CHARLOTTE — Michelle Obama’s convention message was simple: Barack Obama understands the hardships of working Americans. He’s been there himself.
“For Barack, these issues aren’t political, they’re personal because Barack knows what it means when a family struggles,” she said.
The first lady used the word “struggle” or a variation seven times throughout the speech, much of which was an extended retelling of the Obamas’ pre-politics biography, with a special emphasis on the leaner moments before they made it big.
On the president’s upbringing: “Barack was raised by a single mother who struggled to pay the bills, and by grandparents who stepped in when she needed help.”
On their courtship: “He was the guy whose proudest possession was a coffee table he’d found in a dumpster, and whose only pair of decent shoes was half a size too small.”
On their marriage: “Believe it or not, when we were first married, our combined monthly student loan bills were actually higher than our mortgage. We were so young, so in love — and so in debt.”

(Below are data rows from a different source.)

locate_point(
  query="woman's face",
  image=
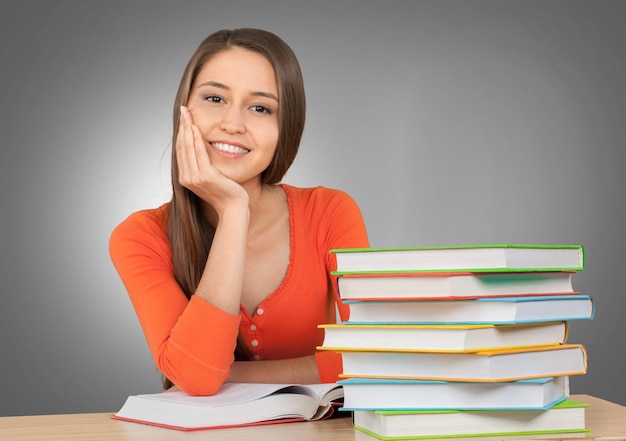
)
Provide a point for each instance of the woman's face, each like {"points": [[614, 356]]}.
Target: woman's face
{"points": [[234, 103]]}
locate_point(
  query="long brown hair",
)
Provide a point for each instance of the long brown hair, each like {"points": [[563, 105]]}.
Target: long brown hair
{"points": [[190, 234]]}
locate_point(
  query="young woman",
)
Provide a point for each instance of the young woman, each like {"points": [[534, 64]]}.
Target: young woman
{"points": [[232, 276]]}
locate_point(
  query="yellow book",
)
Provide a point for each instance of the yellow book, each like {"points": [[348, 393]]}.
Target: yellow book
{"points": [[441, 338], [485, 366]]}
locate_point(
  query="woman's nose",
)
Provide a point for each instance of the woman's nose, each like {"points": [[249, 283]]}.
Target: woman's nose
{"points": [[233, 121]]}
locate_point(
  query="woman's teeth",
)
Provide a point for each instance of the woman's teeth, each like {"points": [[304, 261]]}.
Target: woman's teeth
{"points": [[229, 148]]}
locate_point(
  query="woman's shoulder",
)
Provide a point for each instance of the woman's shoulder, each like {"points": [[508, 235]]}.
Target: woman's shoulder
{"points": [[317, 194]]}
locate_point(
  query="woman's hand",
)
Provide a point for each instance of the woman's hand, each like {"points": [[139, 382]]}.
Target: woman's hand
{"points": [[195, 171]]}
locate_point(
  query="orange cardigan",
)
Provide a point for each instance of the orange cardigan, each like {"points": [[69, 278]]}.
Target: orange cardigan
{"points": [[192, 341]]}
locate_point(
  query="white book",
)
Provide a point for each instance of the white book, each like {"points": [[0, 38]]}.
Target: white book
{"points": [[386, 394], [236, 404]]}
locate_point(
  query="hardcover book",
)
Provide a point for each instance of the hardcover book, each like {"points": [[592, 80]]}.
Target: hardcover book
{"points": [[567, 417], [236, 404], [467, 258], [485, 366], [496, 310], [386, 394], [440, 338], [432, 286]]}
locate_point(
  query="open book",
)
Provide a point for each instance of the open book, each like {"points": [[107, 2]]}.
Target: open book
{"points": [[236, 404]]}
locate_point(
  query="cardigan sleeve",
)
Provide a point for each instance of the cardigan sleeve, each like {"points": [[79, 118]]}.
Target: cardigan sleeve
{"points": [[344, 227], [191, 341]]}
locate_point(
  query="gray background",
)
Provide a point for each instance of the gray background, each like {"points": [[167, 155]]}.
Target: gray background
{"points": [[450, 122]]}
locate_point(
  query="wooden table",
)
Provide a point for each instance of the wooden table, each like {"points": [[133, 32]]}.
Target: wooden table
{"points": [[606, 420]]}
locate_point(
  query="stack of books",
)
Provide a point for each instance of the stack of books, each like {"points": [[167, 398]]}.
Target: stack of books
{"points": [[460, 341]]}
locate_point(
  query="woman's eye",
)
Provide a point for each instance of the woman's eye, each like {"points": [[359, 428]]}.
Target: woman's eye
{"points": [[261, 109]]}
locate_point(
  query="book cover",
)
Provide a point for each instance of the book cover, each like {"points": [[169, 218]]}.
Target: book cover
{"points": [[567, 417], [464, 258], [448, 286], [236, 404], [495, 310], [486, 366], [388, 394], [441, 338]]}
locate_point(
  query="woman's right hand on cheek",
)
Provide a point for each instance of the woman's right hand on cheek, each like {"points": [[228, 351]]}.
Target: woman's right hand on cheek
{"points": [[195, 171]]}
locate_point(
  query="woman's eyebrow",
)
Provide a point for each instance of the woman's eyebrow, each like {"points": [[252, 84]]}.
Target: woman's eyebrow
{"points": [[225, 87]]}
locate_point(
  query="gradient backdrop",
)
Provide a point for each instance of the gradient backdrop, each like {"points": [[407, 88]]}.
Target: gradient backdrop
{"points": [[450, 122]]}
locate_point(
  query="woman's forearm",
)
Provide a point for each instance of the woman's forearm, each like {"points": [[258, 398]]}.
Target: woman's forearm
{"points": [[222, 279]]}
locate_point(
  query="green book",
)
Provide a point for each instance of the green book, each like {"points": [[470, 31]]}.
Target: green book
{"points": [[565, 417], [464, 258]]}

The subtext was that wealthy scion Mitt Romney had no such connection to the average American. But the first lady, whose strong popularity comes in part from her avoidance of hard-nosed politics, focused her speech solely on describing her husband’s humble roots and character. There were plenty of more partisan speakers, like the firebrand Ted Strickland or keynote speaker Julián Castro, to make the Romney connection explicit.
“Barack knows the American dream because he’s lived it,” she said. “And he wants everyone in this country to have that same opportunity, no matter who we are, or where we’re from, or what we look like, or who we love.”